The real problem is chilling. Check out this presentation from Jim Moroney, the publisher of the Dallas Morning News, for a tour of it. In print, newspapers are selling fewer ads for less money. On their websites, money from ads is not growing as fast as the other side is collapsing. Look at this slide from Moroney. Digital revenue is growing but not at the pace the other side is falling:
With internet advertising, newspapers are competing with Facebook and Google and thousands of other upstart apps, all of whom say they can create a better experience, target populations better and deliver more direct value for advertisers.
Thus, as it stands, newspapers are marching toward a cliff — that spot where print revenue sinks so low the operation is not viable but the bridge to the digital future is not yet complete.
The U-T’s new publisher is Austin Beutner. He is well aware of the cliff. For the U-T, it just got even clearer.

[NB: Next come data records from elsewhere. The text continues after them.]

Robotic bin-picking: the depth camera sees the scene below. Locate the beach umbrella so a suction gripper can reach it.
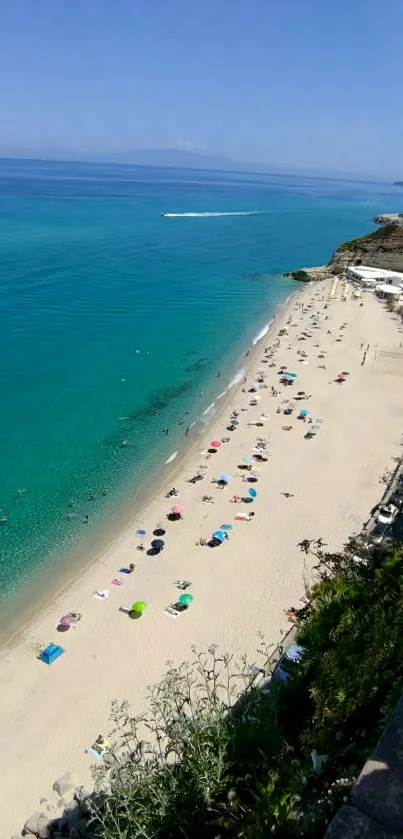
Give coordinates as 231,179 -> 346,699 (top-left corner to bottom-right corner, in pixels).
59,615 -> 78,626
131,600 -> 147,614
151,539 -> 165,551
179,594 -> 193,606
171,504 -> 185,516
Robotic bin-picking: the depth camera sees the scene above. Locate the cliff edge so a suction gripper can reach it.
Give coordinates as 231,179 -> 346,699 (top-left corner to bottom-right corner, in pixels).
284,213 -> 403,282
327,222 -> 403,274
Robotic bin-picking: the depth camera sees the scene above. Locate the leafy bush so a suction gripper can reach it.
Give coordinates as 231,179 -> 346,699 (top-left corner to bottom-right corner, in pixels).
90,539 -> 403,839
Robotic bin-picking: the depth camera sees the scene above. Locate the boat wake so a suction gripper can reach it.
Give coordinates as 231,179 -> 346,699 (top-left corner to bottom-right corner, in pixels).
161,210 -> 263,218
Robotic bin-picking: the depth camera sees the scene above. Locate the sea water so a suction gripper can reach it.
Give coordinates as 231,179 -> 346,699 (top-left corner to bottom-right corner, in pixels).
0,160 -> 401,598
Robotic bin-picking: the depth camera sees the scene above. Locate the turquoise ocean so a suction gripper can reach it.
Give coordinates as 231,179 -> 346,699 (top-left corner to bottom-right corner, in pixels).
0,160 -> 402,616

No longer will the newspaper have another buffer on its balance sheet: real estate. Doug Manchester has stripped that away.
Beutner is a low-key guy — he doesn’t come off as someone who panics easily. He said he’ll be looking for money wherever he can find it — from events to other partners. Newspapers, he said, used to have it too easy.
“As a monopolist in print, it worked pretty well. Newspaper organizations have had real trouble shedding that heritage — learning to compete, learning to look for pennies and nickels where you used to be satisfied with dollars,” he told me.
“So we’re going to look to every source of revenue,” he said. When you wonder what might change about the U-T, I bet you’ll see little immediate change in the content and major long term changes in the paper’s relationship with the community through various new products and experiences.
We’re not watching the takeover of a San Diego institution by a Los Angeles institution. We’re seeing one big company, the Tribune Company, try to put together the right collection of brains and assets to solve that real problem. If all goes well, its leaders and reporters will create products with the power to sustain quality public service journalism long into the future.
At least that’s what we hope they’re doing. We’ve seen a preview of another route this could take when the U-T purchased the North County Times. It chewed off the meat of North County Times and tossed away what was left like a chicken bone.
Beutner assured me that wasn’t his plan. Tribune Publishing is a newspaper company, committed to newspapering. Never before in this modern struggle, he said, have two big newspapers like this, so close together, joined to face the future.
Consolidating the U-T and the L.A. Times might deliver profits to the Tribune Company, at least in the short term.
Only time will tell if they invest them wisely.